FAQ

• Is Leigh’s Bees honey raw?

Yes. However, Leigh’s Bees hasn’t previously used the word ‘raw’ on labels because there was a risk of prosecution from Trading Standards – they didn’t believe there was a difference between ‘proper’ artisanal raw honey such as ours and the horrid cheap (and often fake) gloop masquerading as honey in supermarkets. A judgement was made on 26th Feb 2024 in favour of a company using the word ‘raw’ on their labels (click here), so going forwards, we will be labelling our honey as raw where appropriate. The exception will be the Ivy honey, which because it sets hard in the hive, has to be melted off the comb. This process brings the honey to temperatures which compromise some of the enzymes within the honey. Ivy honey is however awesome and is really worth a try if you haven’t had it before. 

• Why is the production method so important?

Bees create honey as an active substance containing beneficial enzymes. These enzymes are not affected by gentle warming to enable bottling. At Leigh’s Bees we bottle most of our honey at the time of extraction. We simply pass it through a coarse sieve to remove pieces of wax and natural detritus. Good quality, unprocessed honey stored in bulk is likely to set over time. It needs gentle warming to facilitate bottling.

• Is the honey pasteurised?

We do not heat-treat any of our honey (ivy is the exception), other than very gentle warming if necessary when bottling. Warming temperatures are carefully monitored so as not to destroy the natural enzymes in the honey.

• How is the honey extracted from the comb?

Once the frames of honey arrive at the Honey House they are maintained at hive temperature for a day until we spin the honey out. We do that using a rapidly rotating centrifuge which throws the honey out of the combs.

• What is the shelf life of the honey?

Still edible honey has been found in Egyptian tombs. We only put a best before date on the label because the Food Standards Agency demands it.

• Do you feed the bees?

They usually go in to winter with enough stored honey to thrive. We prefer them to overwinter on their own honey, but when weather conditions are such that there is no choice, they are fed sugar either as a liquid in the autumn, or fondant in the winter/spring.

• My clear honey has turned thick, or has crystallised. What can I do?

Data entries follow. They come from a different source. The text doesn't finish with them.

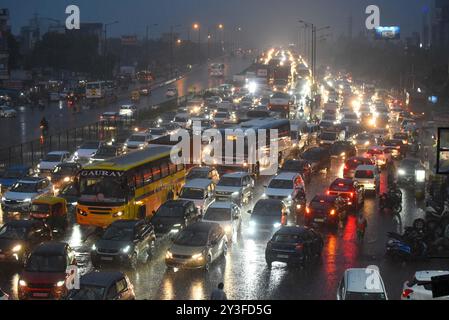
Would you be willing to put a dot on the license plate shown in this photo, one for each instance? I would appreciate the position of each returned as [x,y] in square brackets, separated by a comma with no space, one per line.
[107,258]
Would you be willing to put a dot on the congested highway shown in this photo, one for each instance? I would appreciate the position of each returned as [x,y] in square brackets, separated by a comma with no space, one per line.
[244,269]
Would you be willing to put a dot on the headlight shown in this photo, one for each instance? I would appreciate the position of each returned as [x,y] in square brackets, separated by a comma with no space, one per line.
[168,255]
[198,256]
[60,283]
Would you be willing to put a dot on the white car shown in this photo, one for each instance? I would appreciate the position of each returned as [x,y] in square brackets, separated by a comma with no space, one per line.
[138,141]
[227,215]
[286,186]
[7,112]
[51,161]
[19,197]
[127,110]
[420,288]
[368,176]
[362,284]
[86,151]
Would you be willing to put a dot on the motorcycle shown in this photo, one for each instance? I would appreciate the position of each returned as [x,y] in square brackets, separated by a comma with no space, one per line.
[391,200]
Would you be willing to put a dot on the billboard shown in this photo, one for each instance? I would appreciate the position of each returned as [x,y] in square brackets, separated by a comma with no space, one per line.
[387,33]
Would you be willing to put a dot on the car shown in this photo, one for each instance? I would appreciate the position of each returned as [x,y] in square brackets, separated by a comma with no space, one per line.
[406,170]
[19,237]
[46,275]
[343,149]
[125,242]
[267,216]
[50,161]
[353,285]
[171,92]
[318,158]
[107,152]
[420,287]
[352,163]
[327,210]
[64,173]
[173,216]
[368,176]
[380,155]
[238,187]
[200,191]
[7,112]
[203,173]
[288,187]
[298,166]
[86,151]
[19,197]
[364,140]
[13,174]
[294,245]
[104,286]
[128,110]
[137,141]
[350,190]
[197,247]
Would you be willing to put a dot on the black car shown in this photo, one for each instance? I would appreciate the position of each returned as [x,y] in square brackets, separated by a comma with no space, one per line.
[294,245]
[318,158]
[268,215]
[298,166]
[175,215]
[343,149]
[326,209]
[19,237]
[103,286]
[125,242]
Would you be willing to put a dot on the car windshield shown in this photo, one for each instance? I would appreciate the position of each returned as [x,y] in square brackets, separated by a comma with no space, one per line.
[281,184]
[286,238]
[192,238]
[137,138]
[24,187]
[218,214]
[167,211]
[229,182]
[364,296]
[13,174]
[88,293]
[192,193]
[267,209]
[102,189]
[89,146]
[46,263]
[197,174]
[115,233]
[12,232]
[364,174]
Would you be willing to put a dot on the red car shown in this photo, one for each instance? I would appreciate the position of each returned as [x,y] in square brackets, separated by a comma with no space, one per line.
[47,272]
[348,189]
[352,163]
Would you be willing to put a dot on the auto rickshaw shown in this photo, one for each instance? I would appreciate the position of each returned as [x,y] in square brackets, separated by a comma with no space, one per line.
[52,210]
[135,96]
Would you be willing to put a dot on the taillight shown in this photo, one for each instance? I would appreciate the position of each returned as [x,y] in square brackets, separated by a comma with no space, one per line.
[406,293]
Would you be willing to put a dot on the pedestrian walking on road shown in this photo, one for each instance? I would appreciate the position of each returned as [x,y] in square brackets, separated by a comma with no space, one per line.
[218,293]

This is a completely natural process and the honey remains perfectly edible and delicious. If, however, you prefer clear honey, simply warm the honey very gently by standing the jar in a saucepan of hot water until it has cleared. This is not an instantaneous process. Beware over heating which can spoil the scent and flavour of the honey and damage the enzymes within.

• Why does honey crystallise?

Pure, raw and unheated honey, like ours, has a natural tendency to crystallise over time, with no adverse affect on the honey. Some honeys will crystallise uniformly, whilst others will form two layers, with liquid honey sitting on top of a crystallised layer. The two principal natural sugars in honey are fructose and glucose. The balance of these two natural sugars causes the crystallization, and the relative percentage of each determines whether it crystallizes rapidly or slowly – the more rapidly the process occurs, the finer the texture will be, and the paler the colour. What crystallizes is the glucose, due to its lower solubility. Fructose is more soluble in water than glucose and will remain fluid.

• Why is your honey so much more expensive than supermarket honey?

Our prices reflect the care, effort and time invested to bring you a superior, natural product, just as the bees made it. We keep each apiary’s nectar flows separate, rather than blending.

The majority of supermarket honeys are: “produce of EU and non-EU countries” – basically a blend of honeys from around the world, mixed to keep uniformity of taste and texture. Supermarket honeys tend to be pasteurised and have little or no enzyme activity within. In recent years there has also been an influx of ‘fake honey’, information about which can be readily found on the internet.